Для конспирации я играл в шахматы. Мы собирались в клубе под видом мастера и желающих научиться. Я исходил из того, что лагерь и вообще любое скопление людей — изначально опасное условие, и вести работу там можно, лишь будучи уверенным, что видишь буквально все, что происходит вокруг. Если двое играют, беседуют и к ним подходит третий, и они вдруг замолкают — сразу подозрения. Еще хуже — если таких говорящих и играющих целая группа, в которой за одно мгновение сменить тему общего разговора сложно. Поэтому я расставлял доски на столах, умеющие играть садились с обеих сторон, выставляли дебюты и эндшпили и начинали как бы их решать, окруженные другими гроссмейстерами, размышляющими над возможными ходами. Каждый из них зорко глядел в свою сторону и, если надвигалась опасность, произносил уговоренные слова. В ту зиму это были «пурга черная». Пароль распространился на всю партию, ответом служило «с черной пургой». Когда подходил кто-либо подозрительный, все уже молчали или болтали о чем-то своем или о позиции. Молчание выглядело естественно: когда шахматист думает, он всегда молчит.
Одно такое заседание я посвятил разбору сицилианской защиты — то есть, расставив ее варианты, перешел к обсуждению списка новых членов партии и их проверки и испытаний. Наблюдатели заняли свои посты, и потек негромкий разговор, как вдруг с улицы донесся ни на что не похожий крик. В нем дрожало глубинное, животное ликование, ярость и невиданная доселе в этих краях свобода, словно кричал человек, у которого родился ребенок или который отомстил кровному врагу. Наступила тишина, и мы прислушались. Колка дров, скрип снега под подошвами идущих из вошебойки, шуршание метлы дежурных, гул котельной, отапливающей санчасть, контору и дивизион охраны, — все привычные звуки изменились и звучали иначе. Побросав фигуры и доски, вся наша компания сорвалась с места и вынеслась на крыльцо клуба.

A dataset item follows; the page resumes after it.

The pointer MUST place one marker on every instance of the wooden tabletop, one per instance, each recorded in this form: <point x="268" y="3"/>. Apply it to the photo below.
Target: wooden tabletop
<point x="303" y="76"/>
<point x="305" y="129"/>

Мир взаправду тек по-другому. Осанка и походка шедших по улице несли в себе необычное. Сам скрип их шагов, казалось, высвистывает какую-то особую мелодию. Цвет неба и клубы угольного дыма казались также совсем иного оттенка. Горы, облака, сугробы, ветер стали другими. Даже очертания домов, казалось, потекли, стали непохожи на прежние. Вохра на вышке жестикулировала по-другому, и лица их будто провалились. Один из стрелков утренней смены рядом с воротами накручивал вертушку телефона и кричал: «Что?! Что?!» Его тявкающий фальцет разносился эхом слишком ясно, слишком гулко в небывалой для пятницы тишине. Спешащий мимо медбрат странно запрокинул голову, точно стараясь разглядеть на небе гало, второе солнце, или магнитное сияние — но ни того ни другого там не было и быть не могло. Над городом повисло молчание. Вдалеке одиноко взревел грузовик, но во всей своей прочей музыке Норильск затих и оцепенел. Не шевелились даже башни кранов. И тогда кто-то из наших догадался и испустил такой же вопль. Будто бы поняв его язык, другие зашевелились, сначала вопросительно, а потом все более уверенно. Они хлопали друг друга по плечу, обнимались и разве что не свалились все в одну сошедшую с ума счастливую кучу. Меня затащило в их клубок как в водоворот, меня тискали и обнимали, и только Фильнев понял, что я, как туземец, не понимаю языка новой радости, схватил меня за шею и жарко прошептал в ухо: «Рябой черт сдох!»